The Fundamentals are Thing 1 and the technicals are Thing 2.
Some aspects of Thing 1 became positive as early as 2014, when gold began out performing virtually all commodities. Over the last 6 months most other fundamentals became positive, notably excepting Treasury yield spreads, which are gold-favorable when rising. They are not rising. Now most other fundamentals are under pressure.
As for Thing 2, the weekly charts of gold and silver handily sum up what will be considered a healthy correction and what would be a deal breaker. In combination with that the fundamental backdrop needs to at least not break down (ref. the hard decline in gold vs. crude oil and gold vs. stock markets). One thing is for sure, you cannot go with technical analysis alone in the gold sector. It is mostly about the macro backdrop. Regardless, on to Thing 2…
Gold broke above the weekly EMA 75 to signal the breaking of the bear’s ball and chain and a potential new bull market. That is now a key technical test area.
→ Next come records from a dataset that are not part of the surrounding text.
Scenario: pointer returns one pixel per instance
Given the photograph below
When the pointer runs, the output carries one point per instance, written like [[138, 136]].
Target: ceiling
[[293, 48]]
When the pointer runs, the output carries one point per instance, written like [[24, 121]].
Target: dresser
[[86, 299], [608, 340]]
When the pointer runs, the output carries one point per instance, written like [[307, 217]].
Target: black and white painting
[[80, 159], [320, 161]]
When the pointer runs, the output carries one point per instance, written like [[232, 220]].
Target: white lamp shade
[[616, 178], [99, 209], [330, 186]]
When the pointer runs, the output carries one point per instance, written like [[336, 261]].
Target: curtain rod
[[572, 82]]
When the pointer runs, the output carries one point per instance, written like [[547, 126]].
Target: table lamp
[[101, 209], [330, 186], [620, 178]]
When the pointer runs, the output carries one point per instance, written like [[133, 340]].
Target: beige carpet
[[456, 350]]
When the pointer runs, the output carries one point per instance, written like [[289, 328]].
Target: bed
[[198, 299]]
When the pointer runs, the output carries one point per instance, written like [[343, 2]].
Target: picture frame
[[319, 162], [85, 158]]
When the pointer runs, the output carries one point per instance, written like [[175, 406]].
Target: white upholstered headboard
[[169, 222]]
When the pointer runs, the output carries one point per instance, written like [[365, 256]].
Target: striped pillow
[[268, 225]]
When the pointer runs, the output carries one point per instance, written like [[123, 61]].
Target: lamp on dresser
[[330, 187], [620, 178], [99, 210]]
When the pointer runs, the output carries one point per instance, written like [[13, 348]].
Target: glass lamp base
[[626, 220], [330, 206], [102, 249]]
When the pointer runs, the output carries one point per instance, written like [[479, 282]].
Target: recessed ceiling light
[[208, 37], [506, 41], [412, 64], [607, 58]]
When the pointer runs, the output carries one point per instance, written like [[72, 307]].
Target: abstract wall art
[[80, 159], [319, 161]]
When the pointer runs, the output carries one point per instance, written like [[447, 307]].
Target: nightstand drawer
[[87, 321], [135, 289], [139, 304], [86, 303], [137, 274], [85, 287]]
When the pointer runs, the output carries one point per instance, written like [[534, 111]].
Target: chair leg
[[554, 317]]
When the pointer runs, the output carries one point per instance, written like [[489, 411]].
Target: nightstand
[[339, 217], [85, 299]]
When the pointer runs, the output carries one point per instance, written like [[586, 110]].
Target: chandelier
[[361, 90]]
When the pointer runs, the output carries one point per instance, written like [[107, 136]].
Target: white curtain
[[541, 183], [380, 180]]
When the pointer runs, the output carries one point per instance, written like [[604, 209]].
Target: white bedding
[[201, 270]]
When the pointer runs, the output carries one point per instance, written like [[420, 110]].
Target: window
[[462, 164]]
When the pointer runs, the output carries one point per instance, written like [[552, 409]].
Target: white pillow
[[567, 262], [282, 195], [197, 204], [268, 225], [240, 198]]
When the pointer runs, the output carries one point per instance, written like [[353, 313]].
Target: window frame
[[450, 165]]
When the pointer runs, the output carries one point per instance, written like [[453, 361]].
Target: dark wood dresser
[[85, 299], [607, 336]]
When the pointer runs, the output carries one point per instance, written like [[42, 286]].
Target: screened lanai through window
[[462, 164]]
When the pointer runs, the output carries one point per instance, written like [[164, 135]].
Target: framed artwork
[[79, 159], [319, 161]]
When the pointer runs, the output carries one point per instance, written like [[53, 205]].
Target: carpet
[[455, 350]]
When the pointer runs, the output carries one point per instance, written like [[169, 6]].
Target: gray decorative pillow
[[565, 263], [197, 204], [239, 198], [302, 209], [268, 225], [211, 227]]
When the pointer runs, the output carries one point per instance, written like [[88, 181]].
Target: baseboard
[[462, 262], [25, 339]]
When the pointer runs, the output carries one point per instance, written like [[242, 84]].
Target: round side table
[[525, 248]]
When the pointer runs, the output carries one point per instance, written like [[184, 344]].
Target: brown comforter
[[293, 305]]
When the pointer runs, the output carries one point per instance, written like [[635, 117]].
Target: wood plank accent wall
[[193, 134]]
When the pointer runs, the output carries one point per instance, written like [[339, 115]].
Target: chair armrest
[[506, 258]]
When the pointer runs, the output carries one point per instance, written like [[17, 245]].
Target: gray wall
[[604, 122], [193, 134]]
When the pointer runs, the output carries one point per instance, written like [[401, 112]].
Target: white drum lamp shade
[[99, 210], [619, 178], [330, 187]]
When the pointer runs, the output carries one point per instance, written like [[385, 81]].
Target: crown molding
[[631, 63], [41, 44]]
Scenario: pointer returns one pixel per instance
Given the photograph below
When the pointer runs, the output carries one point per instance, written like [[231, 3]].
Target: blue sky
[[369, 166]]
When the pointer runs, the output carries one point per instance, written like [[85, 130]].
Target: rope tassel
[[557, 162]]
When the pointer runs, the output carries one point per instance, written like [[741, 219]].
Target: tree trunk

Silver did the same, only with the EMA 55. We have been noting the hard resistance (long-term) that silver was likely to have trouble at. Now for the test.
The miners are even more dynamic and we’ll manage those in the weekly report and in updates. I had my last (and only) public table pounding moment in Q4 2008 when miners came crashing down and fundamentals went screaming up. This Thing is not like that Thing.